Mobilidade de capitais – é condição necessária para entrar rapidamente em mercados “baratos” e sair quando a bolha explode. Qualquer política prudencial recomendaria prazos mínimos de permanência desse capital gafanhoto. Na gestão neoliberal, é anátema, expondo o país à toda sorte de jogadas, como ocorreu em fins de 1998, 2002 e 2009. E, antes disso, no início da República até o país quebrar, em 1932.

Políticas de controle da inflação – toda a estratégia consiste em elevar os juros acima da inflação esperada (como é o caso da política de metas inflacionárias). Afeta o emprego, a produção, mas preserva-se o valor do capital.

Política cambial e de juros – interessa apenas a apreciação do real.Se um investidor trouxer US$ 100 milhões com o dólar a R$ 2,20 e o dólar for a R$ 1,80, só por conta da valorização do real ele sairá do país com US$ 122,2 milhões.  Se aplicar a uma Selic de 12%, sairá com US$ 140 milhões. Se, pelo contrário, na saída o dólar estiver a R$ 2,50, só pelo efeito câmbio seu capital será reduzido para US$ 88 milhões. Esse negócio extremamente rentável fica comprometido quando a relação dívida/PIB torna-se muito alta; ou quando as contas externas se deterioram. Logo, a  perpetuidade desse negócio depende de superávits fiscais robustos.

Superávit fiscal – Cada tostão aplicado em programas sociais tira espaço do capital financeiro para continuar ganhando com a dívida pública. É por aí que se dá a disputa. Daí porque programas como o Bolsa Família, Reuni, Prouni, crédito agrícola jamais serão prioritários em um governo neoliberal.

Bancos públicos – Um setor em crise de capitalização é barato. Basta o financista comprar a empresa ou parte dela, injetar capital para imediatamente haver um salto no seu valor. O mesmo vale para empresas que precisam se capitalizar para crescer. Ao prover capital para esses setores, o BNDES tira mercado e protagonismo dos fundos de investimento.

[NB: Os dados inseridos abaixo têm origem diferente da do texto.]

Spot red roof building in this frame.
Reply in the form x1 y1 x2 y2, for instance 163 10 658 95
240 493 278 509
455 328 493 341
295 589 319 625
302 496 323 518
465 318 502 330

Política agrícola – o foco do mercado é a grande propriedade agrícola apta a receber financiamento em dólares ou investimento. O crédito agrícola é uma pedra no caminho por fortalecer a pequena e média propriedade, amenizando a concentração fundiária. Em todos os setores, o desenvolvimento se dá pelo fortalecimento das cadeias produtivas, as teias econômicas de pequenas e médias empresas em torno das maiores. Já a lógica do grande capital é o da concentração econômica, da criação de empresas globais.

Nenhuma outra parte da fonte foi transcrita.